Salim Abdool Karim. Picture: TREVOR SAMSON
Salim Abdool Karim. Picture: TREVOR SAMSON

The public needs to understand that the advice from scientists guiding governments’ response to the coronavirus pandemic is continuously changing in response to evolving knowledge about the disease, the leading epidemiologists advising Sweden and SA agreed on Thursday.

While the governments of the two nations have taken different approaches to the disease, both have faced criticism for their efforts to strike a balance between saving lives and disrupting society.

“It is important to realise that we took decisions from scant data to start with, and many decisions may have been a bit blunt,” said Sweden’s state epidemiologist Anders Tegnell.

“We sometimes hit a fly with a hammer. Now we need to be much more precise. Since this is going to be a long-term challenge, we need to make sure we do not hurt our populations more than necessary, since they have suffered quite a lot,” he said during a lecture hosted by the National Research Foundation and the Swedish Embassy in SA to commemorate the Nobel prizes, which are being announced this week.

Tegnell is the driving force behind the Swedish government’s response to Covid-19, which did not entail a hard lockdown of the kind seen in SA. Sweden opted for a lighter touch, banning gatherings of more than 50 people and switching to online learning for university students and older teenagers, but retaining face-to-face schooling for younger children. The country relied on voluntary guidance to encourage people to work from home and limit their use of public transport.

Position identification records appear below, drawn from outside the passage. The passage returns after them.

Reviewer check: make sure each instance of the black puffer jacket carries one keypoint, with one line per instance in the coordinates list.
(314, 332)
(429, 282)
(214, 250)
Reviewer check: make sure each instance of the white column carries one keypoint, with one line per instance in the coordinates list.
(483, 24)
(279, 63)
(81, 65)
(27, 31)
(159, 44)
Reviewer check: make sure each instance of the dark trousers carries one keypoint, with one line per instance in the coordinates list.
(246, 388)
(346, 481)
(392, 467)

University of KwaZulu-Natal epidemiologist Salim Abdool Karim, who co-chairs health minister Zweli Mkhize’s advisory committee on Covid-19, said scientists had confronted an unprecedented volume of research on Covid-19, with often conflicting evidence.

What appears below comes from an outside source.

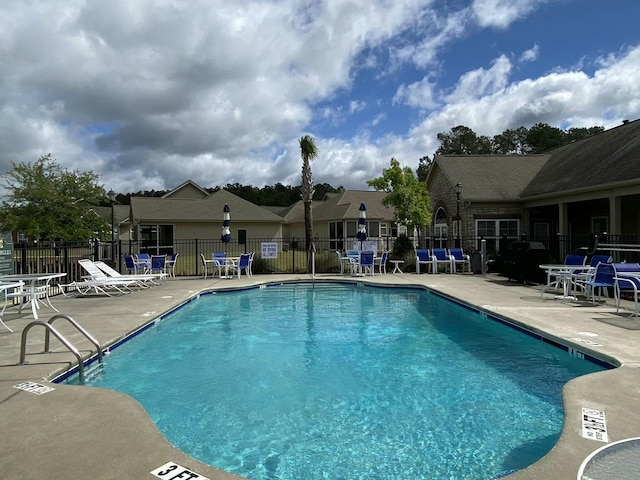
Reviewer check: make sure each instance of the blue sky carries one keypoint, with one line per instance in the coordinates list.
(150, 93)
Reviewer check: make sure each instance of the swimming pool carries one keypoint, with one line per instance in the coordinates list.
(343, 381)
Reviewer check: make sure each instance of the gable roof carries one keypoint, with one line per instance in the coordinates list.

“Scientific conclusions are interpretations of evidence with substantial uncertainty. We have begun to understand that we need to communicate much more clearly with the public and in a much more open way about the insecurities of our evidence, and that we make mistakes — we are human. But when we make mistakes, we self-correct … we change,” he said.

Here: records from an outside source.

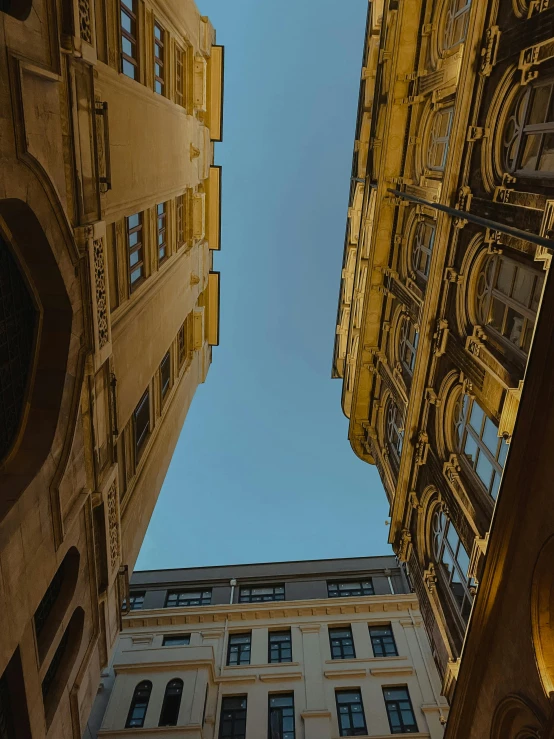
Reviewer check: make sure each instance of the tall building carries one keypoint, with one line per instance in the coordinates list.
(291, 650)
(109, 215)
(446, 257)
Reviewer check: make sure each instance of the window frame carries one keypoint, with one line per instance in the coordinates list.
(350, 731)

“The public needs to understand differences among scientists are not personal, it is just the scientific process. If we didn’t have those differences of opinion we would have groupthink,” he said.

“In SA it has been completely misunderstood, that the MAC (ministerial advisory committee) is fighting, but that is just the scientific process,” he said.

The MAC has been at the centre of some of the most controversial debates over the government’s response to SA’s coronavirus epidemic, with several members publicly expressing their frustrations at the lack of scientific evidence behind measures such as the ban on tobacco sales.

The MAC was recently reconstituted by Mkhize, with several of its most outspoken critics relieved of their roles. The minister has denied he silenced voices of dissent, and told a meeting hosted by the SA Medical Association this week that the MAC had been reshaped to reflect the skills needed at this stage of the epidemic.